Hospitalists should be able to:

  • Prevent iatrogenic complications and proactively reduce risks of hospitalization.

  • Formulate age- and disease-specific safety practices, which may include but are not limited to reduction of incidence and severity of falls, decubitus ulcers, delirium, hospital-acquired infections, venous thromboembolism, malnutrition, and medication adverse events.

  • Develop, implement, and evaluate practice guidelines and care pathways as part of an interdisciplinary quality improvement initiative.

  • Gather, record, and transfer patient information by adhering to timely, accurate, and confidential mechanisms.

  • Prioritize patient safety evaluation and improvement efforts on the basis of the impact, improvability, and general applicability of the proposed evaluations and interventions.

  • Develop systems that promote patient safety and reduce the likelihood of adverse events.

  • Contribute to and interpret retrospective RCA and prospective healthcare FMEA multidisciplinary risk evaluations.

  • Appropriately engage in standardized communication practices such as Situation-Background-Assessment-Recommendation (SBAR).

  • Facilitate practices that reduce the likelihood of hospital-acquired infection.

  • Use evaluation methods and resources to define problems and recommend interventions.

  • Employ continuous quality improvement techniques to identify, construct, implement, and evaluate patient safety issues.

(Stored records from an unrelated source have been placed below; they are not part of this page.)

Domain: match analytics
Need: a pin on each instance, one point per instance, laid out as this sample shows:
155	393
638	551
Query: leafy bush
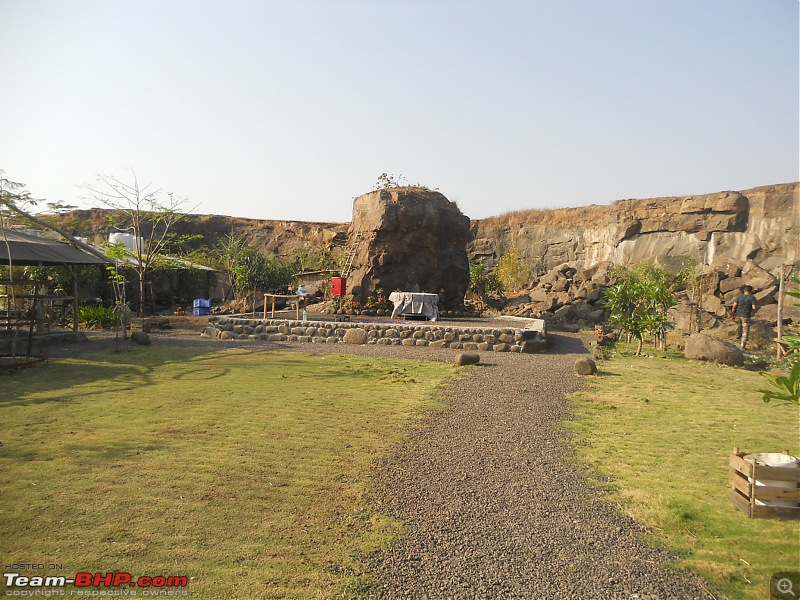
512	271
96	317
640	301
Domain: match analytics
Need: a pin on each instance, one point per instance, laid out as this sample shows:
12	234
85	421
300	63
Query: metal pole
779	351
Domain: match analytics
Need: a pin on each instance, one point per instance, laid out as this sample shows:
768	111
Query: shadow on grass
62	380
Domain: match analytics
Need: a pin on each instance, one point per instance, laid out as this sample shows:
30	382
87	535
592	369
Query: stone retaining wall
529	340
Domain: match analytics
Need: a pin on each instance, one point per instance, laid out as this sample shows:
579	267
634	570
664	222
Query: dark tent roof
29	250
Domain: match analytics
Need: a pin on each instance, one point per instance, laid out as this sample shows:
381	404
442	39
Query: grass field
660	432
246	471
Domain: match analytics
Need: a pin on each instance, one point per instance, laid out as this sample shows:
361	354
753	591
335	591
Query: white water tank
130	241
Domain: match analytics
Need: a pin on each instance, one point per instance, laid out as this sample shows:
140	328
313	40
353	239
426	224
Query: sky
291	109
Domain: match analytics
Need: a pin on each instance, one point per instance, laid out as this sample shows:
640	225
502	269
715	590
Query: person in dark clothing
744	307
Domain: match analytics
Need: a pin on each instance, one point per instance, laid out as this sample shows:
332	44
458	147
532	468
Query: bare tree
143	212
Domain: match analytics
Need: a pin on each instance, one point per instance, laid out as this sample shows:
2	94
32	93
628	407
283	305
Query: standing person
744	307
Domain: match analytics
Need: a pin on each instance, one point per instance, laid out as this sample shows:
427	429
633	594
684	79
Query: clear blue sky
290	109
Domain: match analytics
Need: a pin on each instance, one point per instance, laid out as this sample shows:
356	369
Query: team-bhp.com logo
17	583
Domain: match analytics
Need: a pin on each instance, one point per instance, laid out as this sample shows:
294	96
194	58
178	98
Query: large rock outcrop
761	224
410	239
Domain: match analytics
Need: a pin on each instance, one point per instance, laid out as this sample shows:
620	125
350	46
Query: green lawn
660	433
247	471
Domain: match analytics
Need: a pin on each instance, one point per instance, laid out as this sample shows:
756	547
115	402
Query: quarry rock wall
761	224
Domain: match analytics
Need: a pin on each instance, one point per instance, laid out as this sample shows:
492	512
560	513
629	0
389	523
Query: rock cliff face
761	224
411	239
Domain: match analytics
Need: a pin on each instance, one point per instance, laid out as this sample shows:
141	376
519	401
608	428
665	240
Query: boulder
409	238
757	277
700	346
467	358
356	336
585	366
140	338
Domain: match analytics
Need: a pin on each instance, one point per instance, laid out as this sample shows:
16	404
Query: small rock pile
564	294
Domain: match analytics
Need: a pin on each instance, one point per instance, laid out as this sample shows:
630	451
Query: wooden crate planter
756	501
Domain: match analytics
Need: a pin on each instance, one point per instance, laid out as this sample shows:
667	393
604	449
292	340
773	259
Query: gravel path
495	506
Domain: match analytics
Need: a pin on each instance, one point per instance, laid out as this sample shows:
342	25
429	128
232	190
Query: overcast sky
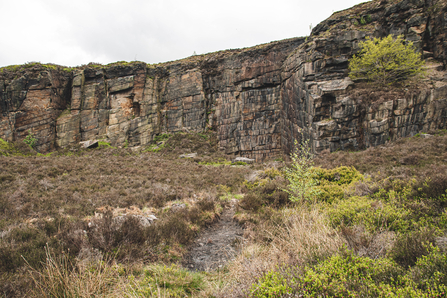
73	33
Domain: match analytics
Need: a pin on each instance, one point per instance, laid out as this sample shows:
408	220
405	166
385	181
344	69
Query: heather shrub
373	215
167	281
334	183
411	246
272	284
430	271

  • Lead, coordinate, and/or participate in multidisciplinary teams to improve the delivery of safe patient care.

  • Lead, coordinate, and/or participate in the development, use, and dissemination of local, regional, or national clinical practice guidelines and patient safety alerts pertaining to the prevention of complications in hospitalized patients.

  • Lead, coordinate, and/or participate in efforts to advance the culture of patient safety in the hospital.


Hospitalists should be able to:

  • Appreciate that adverse drug events must be monitored and that steps must be taken to reduce their incidence.

  • Exemplify safe medication prescribing and administration practices.

  • Advocate for and foster a nonpunitive error-reporting environment.

  • Internalize and promote behaviors that minimize workforce fatigue, occupational illness, and burnout.

  • Use evidence-based evaluation methods and resources when defining problems and designing interventions to lead efforts to reduce recurrent error.